The ADA was the first piece of federal legislation to guarantee accommodations on state licensing exams for individuals with learning disabilities.  The ADA had the purpose of assuring “equality of opportunity” and the “elimination of discrimination” in regard to all individuals with disabilities.  However, over the course of two decades, the courts steadily narrowed the ADA's scope of protection.  Individuals with learning disabilities who sought accommodations on licensing exams experienced the negative effects of such judicial interpretations. As a result, Congress took action to restore a “broad scope of protection” under the ADA by enacting the ADA Amendments Act of 2008 (“ADAAA”).  
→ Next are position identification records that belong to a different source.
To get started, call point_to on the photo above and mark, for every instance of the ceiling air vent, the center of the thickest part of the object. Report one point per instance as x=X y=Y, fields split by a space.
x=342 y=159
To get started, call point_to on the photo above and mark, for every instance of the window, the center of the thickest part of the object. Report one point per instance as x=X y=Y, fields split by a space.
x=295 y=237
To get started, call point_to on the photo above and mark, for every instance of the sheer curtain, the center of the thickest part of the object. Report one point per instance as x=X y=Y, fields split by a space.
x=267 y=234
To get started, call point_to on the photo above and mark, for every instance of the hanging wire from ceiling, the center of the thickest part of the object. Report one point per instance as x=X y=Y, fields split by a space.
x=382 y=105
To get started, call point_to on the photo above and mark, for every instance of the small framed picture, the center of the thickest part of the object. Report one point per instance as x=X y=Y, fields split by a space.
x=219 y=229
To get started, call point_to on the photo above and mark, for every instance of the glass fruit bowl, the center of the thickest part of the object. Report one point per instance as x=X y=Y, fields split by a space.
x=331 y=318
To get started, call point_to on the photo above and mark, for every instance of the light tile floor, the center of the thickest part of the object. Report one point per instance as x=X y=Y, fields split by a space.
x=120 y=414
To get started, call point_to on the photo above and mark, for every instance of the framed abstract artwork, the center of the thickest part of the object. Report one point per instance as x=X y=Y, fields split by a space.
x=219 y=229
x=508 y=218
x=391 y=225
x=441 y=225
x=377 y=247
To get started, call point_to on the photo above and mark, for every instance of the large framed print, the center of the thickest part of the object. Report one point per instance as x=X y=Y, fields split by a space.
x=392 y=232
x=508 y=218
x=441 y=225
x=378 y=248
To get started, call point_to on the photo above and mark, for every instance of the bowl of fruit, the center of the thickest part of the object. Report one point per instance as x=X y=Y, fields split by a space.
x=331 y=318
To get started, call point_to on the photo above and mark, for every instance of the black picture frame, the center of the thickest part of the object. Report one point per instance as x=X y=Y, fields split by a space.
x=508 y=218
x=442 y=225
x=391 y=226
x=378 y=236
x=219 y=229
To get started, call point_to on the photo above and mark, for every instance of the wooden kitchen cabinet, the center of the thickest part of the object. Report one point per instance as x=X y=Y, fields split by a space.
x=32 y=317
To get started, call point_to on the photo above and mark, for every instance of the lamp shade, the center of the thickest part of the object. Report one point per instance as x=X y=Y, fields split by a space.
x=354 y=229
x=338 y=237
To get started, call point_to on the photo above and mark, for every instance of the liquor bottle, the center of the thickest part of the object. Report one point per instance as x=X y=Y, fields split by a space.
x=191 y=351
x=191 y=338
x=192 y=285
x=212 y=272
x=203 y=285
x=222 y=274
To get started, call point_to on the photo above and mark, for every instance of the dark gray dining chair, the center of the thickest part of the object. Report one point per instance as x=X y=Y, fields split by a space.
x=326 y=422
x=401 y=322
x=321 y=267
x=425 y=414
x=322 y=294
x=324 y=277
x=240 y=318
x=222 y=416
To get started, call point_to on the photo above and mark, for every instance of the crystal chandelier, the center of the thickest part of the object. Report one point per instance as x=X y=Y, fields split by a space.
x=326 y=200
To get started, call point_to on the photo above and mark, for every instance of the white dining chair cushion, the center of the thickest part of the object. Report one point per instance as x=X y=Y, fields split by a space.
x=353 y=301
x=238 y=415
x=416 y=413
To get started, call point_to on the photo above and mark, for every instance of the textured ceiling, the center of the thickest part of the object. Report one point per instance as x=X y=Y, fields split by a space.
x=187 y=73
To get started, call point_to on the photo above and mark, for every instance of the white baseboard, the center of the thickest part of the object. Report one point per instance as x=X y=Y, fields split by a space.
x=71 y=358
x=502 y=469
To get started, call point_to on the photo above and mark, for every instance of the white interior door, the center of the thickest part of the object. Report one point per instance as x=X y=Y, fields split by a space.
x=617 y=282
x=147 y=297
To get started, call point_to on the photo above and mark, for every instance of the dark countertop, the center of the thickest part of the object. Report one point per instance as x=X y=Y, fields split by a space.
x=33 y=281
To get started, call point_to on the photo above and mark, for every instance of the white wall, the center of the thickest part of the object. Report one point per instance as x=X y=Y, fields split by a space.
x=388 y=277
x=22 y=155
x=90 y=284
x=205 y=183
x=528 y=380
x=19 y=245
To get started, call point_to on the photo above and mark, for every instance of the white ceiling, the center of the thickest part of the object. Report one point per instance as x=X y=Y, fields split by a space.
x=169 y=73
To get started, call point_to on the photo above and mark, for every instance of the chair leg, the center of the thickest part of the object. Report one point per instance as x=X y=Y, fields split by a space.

This Article argues that the courts must be cognizant of Congress' intention to broaden the scope of the ADA, especially in regard to reading impaired individuals who request reasonable accommodations on licensing exams. Part I examines the ADA's protections for individuals with learning disabilities. Part II discusses the applicability of the ADA to licensing exams, including state bar exams. Part III examines case law over the past twenty years pertaining to learning impaired individuals who have requested accommodations on licensing exams. Part IV analyzes the ADAAA and focuses on its potential to change the status quo for learning impaired individuals who request accommodations on licensing exams. Finally, Part V puts forth recommendations for the courts to provide appropriate standards for individuals requesting accommodations on licensing exams under the amended ADA. Specifically, this Article suggests that: (1) courts should no longer foreclose the finding of a substantially limiting impairment in regard to the major life activity of reading due to an individual's academic success; (2) “working” should be recognized as an appropriate major life activity under which to evaluate claims for accommodations on the bar exam (and possibly other licensing exams), with such evaluations involving a comparison to most people having comparable training, skills, and abilities; and (3) reading disabilities should be recognized not only by psychometric tests that show a substantial limitation in comparison to most people, but also by test scores that indicate a significant discrepancy between an individual's intellectual capacity and actual reading ability. By following these recommendations, the courts will be able to evaluate future claims for accommodations on licensing exams with standards that reflect Congress' intention to provide a broad scope of protection under the ADA.